One brief shining:  Tsundoku. My large ottoman has four stacks of books. I clean it off, new books find their way to it. Over and over. I feel no guilt, not even regret. All these books, all of them, add to me, even if briefly held.

Kate got me a print a long time ago. A frocked scholar standing high on a library ladder, reading from one book. Holding another ready. Since I was young. Reading. Reading from one book, holding another one ready. It sat on the wall next to my sink for years.

Tom sent me the word. Tsundoku. If you saw the books piled on my couch, my upstairs reading chair, housed neatly in bookshelves that line my 900 square library, you’d know the word applies. He said it applied to him, too.

Here’s how it happens. I’m in a period of interest. Let’s say how the far right came to be. Matthew Taylor’s, The Violent Take It By Force. A book on the philosophical roots of replacement theory. I do some internet searching, find Furious Minds that explains three strains of MAGA thought. Another one on the John Birch Society.
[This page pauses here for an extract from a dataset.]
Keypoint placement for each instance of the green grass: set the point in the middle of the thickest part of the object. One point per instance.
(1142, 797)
Another on the KKK in 1920’s Indiana.

I buy them. Read Taylor and Furious Minds. Both of which lead me to new books. Or. Emergence Magazine has a sale. Nature My Teacher. Collections on meditation and Mother Earth. More books arrive.

I tire of learning, learning, learning. Need fiction. I find a trilogy like All Souls by Deborah Harkness. Buy them all. Buy twenty volumes of the Dresden Files.

See how this happens. Judaism, the people of the book. My people. I read to learn Kabbalah. About the parsha of the week. Take classes that have required reading. A community, like me, surrounded by books.

Another. Writing a book about werewolves. Ovid. Lycaon. Commentaries on Ovid. That collection of folklore. Writing a book focused on Duluth, Lake Superior, Lakers.

Poetry. By the dozens. Art criticism. The ways of war when Joseph joined the Air Force. Another book shelf of horticulture books. Bee keeping. All these books.

Amazon enabled me. Easy access to any book I felt I needed. Brown boxes with the swoop on my front steps. Oh. I ordered this?

Most of the books I buy I intend to read. Some are for reference. The purchases on long term enthusiasms like Celtic history, folklore come in even as new enthusiasms crank up the Amazon bill with books on emergence, geology, Islam, Greek Orthodoxy.

God, I can’t stop. My mind hungers. Always.

Wait. Could there be a book on tsundoku? With information about the 30,000 books in Umberto Eco’s library. Explaining the collection of the British Prime Minister Gladstone. The one that became a residential library.

If there is, I’ll find it.

And, yes. Buy it.

No. I won’t need it.  I will hold it.